Project Summary
The COVID-19 pandemic represents the most significant environmental event in living history and is leading to
unprecedented social, economic and health consequences. There is an urgent need to longitudinally study the
impact of the pandemic on pregnant women and the care they receive, and to understand the consequences for
their children’s birth outcomes and neurobehavioral development. This project adds an eighth site to address
these critical gaps by building upon ongoing harmonized research efforts across seven geographically-
representative sites from the NIH HEALthy Brains and Cognitive Development study (HBCD) initiative, including
New York University, Oregon Health Sciences University, Washington University in St. Louis, University of
Pittsburgh, Cedars Sinai Medical Center, University of Vermont and Northwestern University. We will enroll
pregnant and postpartum women into a multi-wave study in which we assess medical, economic, psychosocial
and substance use risk across pregnancy and the perinatal period, studying associations of these factors to
infant neurobehavioral development during the first year of life.
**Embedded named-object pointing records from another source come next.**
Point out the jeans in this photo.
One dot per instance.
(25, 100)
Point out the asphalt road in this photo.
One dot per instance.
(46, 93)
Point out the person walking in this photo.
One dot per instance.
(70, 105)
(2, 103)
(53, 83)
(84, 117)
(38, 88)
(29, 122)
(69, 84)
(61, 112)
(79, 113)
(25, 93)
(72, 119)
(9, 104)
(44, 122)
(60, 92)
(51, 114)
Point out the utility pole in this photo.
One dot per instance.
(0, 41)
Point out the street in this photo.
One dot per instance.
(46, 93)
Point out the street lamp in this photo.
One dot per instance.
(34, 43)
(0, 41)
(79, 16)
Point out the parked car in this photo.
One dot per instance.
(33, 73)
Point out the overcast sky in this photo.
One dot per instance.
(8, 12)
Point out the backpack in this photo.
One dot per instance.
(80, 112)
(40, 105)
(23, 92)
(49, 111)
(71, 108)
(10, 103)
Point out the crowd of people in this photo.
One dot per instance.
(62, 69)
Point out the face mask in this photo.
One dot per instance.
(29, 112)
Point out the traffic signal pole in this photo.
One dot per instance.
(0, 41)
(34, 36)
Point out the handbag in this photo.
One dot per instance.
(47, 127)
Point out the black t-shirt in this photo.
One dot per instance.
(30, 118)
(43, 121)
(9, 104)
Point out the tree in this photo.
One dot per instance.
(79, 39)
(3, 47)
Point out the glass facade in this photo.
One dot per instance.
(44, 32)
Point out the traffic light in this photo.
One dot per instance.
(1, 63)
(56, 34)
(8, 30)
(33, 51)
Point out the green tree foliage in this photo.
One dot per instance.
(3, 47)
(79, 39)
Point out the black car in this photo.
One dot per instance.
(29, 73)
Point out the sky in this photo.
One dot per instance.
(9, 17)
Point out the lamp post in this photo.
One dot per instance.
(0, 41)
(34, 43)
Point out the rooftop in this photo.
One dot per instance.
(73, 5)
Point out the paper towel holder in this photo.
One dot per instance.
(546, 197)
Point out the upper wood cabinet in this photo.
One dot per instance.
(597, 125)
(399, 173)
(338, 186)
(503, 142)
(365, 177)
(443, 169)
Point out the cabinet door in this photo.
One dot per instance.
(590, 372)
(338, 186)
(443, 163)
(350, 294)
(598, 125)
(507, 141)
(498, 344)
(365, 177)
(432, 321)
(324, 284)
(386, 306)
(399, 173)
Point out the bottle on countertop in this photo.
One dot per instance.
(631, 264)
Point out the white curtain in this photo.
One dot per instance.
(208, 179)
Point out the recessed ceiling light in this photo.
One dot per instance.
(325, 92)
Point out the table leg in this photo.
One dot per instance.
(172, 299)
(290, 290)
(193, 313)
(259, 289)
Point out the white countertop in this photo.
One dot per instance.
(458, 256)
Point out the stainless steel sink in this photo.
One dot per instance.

Our central hypotheses include: 1) individual
variation in perinatal COVID-19 related stress leads to differences in birth outcomes, parenting stress and infant
temperament and neurodevelopment and 2) substance use, mental health and economic risk enhance
susceptibility to negative COVID-19 related health and psychosocial outcomes. To pursue these aims,
prospective longitudinal survey, birth and postpartum data will be obtained across a 3-month period in N=50
pregnant and new mothers at our site (providing a total consortium sample of N=750) to generate individual
temporal profiles of COVID-19 related experiences and responses, comparing outcomes with existing data from
maternal-infant cohorts obtained prior to the pandemic. Further, to identify avenues for intervention, we will
evaluate substance use, poor mental health and low social economic status as risk factors and coping, agency
and utilization of resources as resilience factors that influence COVID-19 related maternal stress and child health
and neurobehavioral outcomes. The effects of geographic location will be used to examine the influence of
pandemic severity, variation in local government policies and resource availability on these outcomes. Finally,
we will collect and bank longitudinal perinatal biospecimens in N=20 women at our site that will contribute to a
foundation for future studies to evaluate the biological mechanisms through which the effects on maternal
psychological and physical health influence offspring brain and behavioral development. Through this analysis
of COVID-19 related stress, contextual factors and child outcomes, we will develop comprehensive
understanding of effects and modifiers of this event on health outcomes in individuals that vary in dispositional
risk during perinatal life, one of the most sensitive timepoints in human development.